Giving Compass' Take:

• A federal judge has ruled that the Trump Administration's termination of the Teen Pregnancy Prevention Program, funding for evidence-based interventions to prevent teen pregnancy started under the Obama administration, was illegal and that the funding must be restored.

• How can donors ensure the long-term sustainability of effective teen pregnancy prevention programs? 

• Read about growing disparities between states for reproductive health and rights.


A federal judge in a fifth lawsuit has ruled that the Trump administration illegally terminated the Teen Pregnancy Prevention Program, restoring grants to all 81 programs nationwide that had their funding abruptly axed last year.

U.S. District Judge Ketanji Brown Jackson’s decision on a class-action suit, issued last week, ordered the administration to handle all the applications “as if the agency had not undertaken to shorten these grantees’ federal awards.”

Reveal from The Center for Investigative Reporting reported in July that the U.S. Department of Health and Human Services halted $213.6 million in funding for the last two years of five-year grants awarded to institutions and organizations such as the University of Texas, the city of Baltimore, the Los Angeles County Public Health Department and several Planned Parenthood offices.

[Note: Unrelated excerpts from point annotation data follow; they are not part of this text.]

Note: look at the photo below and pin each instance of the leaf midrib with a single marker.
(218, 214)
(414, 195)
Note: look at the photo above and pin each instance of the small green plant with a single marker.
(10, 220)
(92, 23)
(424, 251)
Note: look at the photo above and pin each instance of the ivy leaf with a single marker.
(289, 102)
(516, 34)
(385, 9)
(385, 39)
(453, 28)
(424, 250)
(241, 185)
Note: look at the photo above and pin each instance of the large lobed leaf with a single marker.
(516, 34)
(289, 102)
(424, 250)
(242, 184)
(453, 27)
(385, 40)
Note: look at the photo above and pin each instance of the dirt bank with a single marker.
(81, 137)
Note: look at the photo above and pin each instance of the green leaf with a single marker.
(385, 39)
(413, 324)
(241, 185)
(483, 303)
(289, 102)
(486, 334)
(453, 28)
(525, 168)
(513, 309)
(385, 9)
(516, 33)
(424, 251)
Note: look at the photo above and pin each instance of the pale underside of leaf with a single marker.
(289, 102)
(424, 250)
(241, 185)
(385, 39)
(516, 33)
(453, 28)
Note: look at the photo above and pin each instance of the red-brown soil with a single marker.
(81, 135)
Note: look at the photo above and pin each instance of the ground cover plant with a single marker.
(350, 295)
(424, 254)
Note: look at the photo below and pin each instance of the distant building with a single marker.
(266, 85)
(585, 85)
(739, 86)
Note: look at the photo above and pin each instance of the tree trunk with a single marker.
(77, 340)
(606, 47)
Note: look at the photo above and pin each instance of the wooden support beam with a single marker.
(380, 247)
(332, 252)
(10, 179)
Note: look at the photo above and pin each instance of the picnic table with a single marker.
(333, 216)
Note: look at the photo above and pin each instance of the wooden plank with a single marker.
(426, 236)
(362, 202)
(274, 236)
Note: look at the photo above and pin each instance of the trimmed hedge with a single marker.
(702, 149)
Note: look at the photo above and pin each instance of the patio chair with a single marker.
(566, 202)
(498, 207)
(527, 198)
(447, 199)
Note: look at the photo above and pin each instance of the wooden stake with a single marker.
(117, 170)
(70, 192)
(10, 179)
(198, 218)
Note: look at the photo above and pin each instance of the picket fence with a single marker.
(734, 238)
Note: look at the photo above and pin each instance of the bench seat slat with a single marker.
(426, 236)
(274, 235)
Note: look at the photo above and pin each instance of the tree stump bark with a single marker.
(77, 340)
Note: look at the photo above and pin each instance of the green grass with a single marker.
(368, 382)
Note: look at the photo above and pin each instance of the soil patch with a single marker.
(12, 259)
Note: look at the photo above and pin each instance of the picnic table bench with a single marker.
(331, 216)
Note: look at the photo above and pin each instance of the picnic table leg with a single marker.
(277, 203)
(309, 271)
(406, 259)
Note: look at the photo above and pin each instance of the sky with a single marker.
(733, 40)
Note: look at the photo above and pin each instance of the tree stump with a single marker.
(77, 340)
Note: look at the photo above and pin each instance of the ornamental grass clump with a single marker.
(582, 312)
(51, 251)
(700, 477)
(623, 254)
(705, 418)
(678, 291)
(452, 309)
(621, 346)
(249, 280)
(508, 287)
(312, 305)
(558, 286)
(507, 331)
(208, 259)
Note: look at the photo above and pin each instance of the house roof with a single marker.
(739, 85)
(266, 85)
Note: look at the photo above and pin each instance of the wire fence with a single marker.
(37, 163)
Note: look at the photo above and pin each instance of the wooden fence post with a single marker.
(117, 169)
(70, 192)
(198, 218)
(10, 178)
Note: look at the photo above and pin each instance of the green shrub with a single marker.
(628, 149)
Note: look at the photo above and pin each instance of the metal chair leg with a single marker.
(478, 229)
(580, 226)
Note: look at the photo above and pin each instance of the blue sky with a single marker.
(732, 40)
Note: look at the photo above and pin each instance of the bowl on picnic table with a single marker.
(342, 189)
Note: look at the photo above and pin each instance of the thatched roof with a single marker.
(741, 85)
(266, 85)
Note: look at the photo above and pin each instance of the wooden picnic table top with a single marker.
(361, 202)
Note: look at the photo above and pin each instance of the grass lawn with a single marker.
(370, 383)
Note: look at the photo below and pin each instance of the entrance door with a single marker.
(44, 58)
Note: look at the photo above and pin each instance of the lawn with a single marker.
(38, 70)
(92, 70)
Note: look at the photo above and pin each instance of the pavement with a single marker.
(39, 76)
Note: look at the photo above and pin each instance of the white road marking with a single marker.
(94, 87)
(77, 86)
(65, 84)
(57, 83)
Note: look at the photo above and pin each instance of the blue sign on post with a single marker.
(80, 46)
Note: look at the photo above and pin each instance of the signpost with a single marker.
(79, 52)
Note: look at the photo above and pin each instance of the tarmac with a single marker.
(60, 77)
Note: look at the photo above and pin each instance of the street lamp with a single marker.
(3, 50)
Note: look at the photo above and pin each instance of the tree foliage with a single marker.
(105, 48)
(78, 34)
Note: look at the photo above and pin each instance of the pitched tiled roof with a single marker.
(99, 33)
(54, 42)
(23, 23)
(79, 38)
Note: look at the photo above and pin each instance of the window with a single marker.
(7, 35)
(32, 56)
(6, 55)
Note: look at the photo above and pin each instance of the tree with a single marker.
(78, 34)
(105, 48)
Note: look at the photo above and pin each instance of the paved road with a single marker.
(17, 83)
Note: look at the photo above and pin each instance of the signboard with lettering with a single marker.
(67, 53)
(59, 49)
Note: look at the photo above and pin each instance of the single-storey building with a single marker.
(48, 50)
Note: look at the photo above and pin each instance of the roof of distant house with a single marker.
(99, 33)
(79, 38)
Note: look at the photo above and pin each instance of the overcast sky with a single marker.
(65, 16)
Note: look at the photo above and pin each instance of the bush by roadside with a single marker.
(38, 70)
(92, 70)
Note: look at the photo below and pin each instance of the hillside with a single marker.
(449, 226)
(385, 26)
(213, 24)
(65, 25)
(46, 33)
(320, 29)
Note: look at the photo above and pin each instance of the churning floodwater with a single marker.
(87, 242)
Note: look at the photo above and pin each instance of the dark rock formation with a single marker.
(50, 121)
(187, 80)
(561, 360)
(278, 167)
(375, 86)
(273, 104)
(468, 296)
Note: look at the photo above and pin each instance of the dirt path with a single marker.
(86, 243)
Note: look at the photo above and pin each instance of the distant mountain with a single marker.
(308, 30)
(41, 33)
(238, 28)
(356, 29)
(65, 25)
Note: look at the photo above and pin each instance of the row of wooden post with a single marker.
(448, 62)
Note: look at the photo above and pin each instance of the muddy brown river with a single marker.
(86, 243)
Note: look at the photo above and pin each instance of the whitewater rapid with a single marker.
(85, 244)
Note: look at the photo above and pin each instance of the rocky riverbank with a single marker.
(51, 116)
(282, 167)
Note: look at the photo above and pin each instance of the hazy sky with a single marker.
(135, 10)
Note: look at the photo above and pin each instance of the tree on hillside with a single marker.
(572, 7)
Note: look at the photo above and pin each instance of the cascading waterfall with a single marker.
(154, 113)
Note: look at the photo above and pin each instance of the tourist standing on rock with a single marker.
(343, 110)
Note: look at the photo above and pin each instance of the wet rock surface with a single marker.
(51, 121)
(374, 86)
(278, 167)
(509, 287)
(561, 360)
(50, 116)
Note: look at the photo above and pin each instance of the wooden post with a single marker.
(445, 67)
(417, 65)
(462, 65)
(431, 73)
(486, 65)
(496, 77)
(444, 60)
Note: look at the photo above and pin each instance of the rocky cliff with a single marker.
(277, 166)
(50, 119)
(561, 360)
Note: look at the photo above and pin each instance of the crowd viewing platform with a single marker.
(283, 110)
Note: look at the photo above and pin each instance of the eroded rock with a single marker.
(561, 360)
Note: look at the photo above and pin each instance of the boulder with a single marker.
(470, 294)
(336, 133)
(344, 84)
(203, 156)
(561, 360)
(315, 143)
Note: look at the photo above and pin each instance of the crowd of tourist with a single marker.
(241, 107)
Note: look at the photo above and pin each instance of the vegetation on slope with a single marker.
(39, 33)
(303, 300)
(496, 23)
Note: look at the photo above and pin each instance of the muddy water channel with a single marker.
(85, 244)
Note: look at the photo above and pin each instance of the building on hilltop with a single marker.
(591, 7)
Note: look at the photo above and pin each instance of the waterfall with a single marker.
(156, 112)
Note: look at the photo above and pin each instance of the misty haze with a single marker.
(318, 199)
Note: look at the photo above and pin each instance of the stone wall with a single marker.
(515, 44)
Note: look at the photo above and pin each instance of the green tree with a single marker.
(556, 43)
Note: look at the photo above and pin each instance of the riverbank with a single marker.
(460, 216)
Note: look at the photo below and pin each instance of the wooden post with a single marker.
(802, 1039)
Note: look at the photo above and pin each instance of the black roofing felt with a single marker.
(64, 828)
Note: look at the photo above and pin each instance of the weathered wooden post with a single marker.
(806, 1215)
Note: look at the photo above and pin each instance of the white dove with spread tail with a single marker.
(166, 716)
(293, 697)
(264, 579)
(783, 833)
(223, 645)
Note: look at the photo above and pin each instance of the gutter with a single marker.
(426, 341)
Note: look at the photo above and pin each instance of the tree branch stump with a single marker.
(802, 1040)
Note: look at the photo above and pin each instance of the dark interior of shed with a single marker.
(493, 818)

News of the cuts had come as a surprise to many of the programs.

A high-level appointee at the department, Valerie Huber, advocates abstinence for teens as the only solution, while most of the defunded grant holders were developing scientifically based programs that included contraception and other techniques to reduce pregnancies.

In response to the judge’s ruling, the Department of Health and Human Services sent emails this week to some of the plaintiffs, saying it will provide guidance within two or three weeks “so that the applications from all of the plaintiffs covered as a party to the class action can be processed quickly.”

About 1.2 million teenagers in 39 states now are on track to receive the revived sex education services, mainly through public schools, including immigrant youth in Miami, low-income middle-schoolers in Los Angeles’ Koreatown neighborhood, and teens in coal country in West Virginia and in urban neighborhoods in Chicago and Baltimore.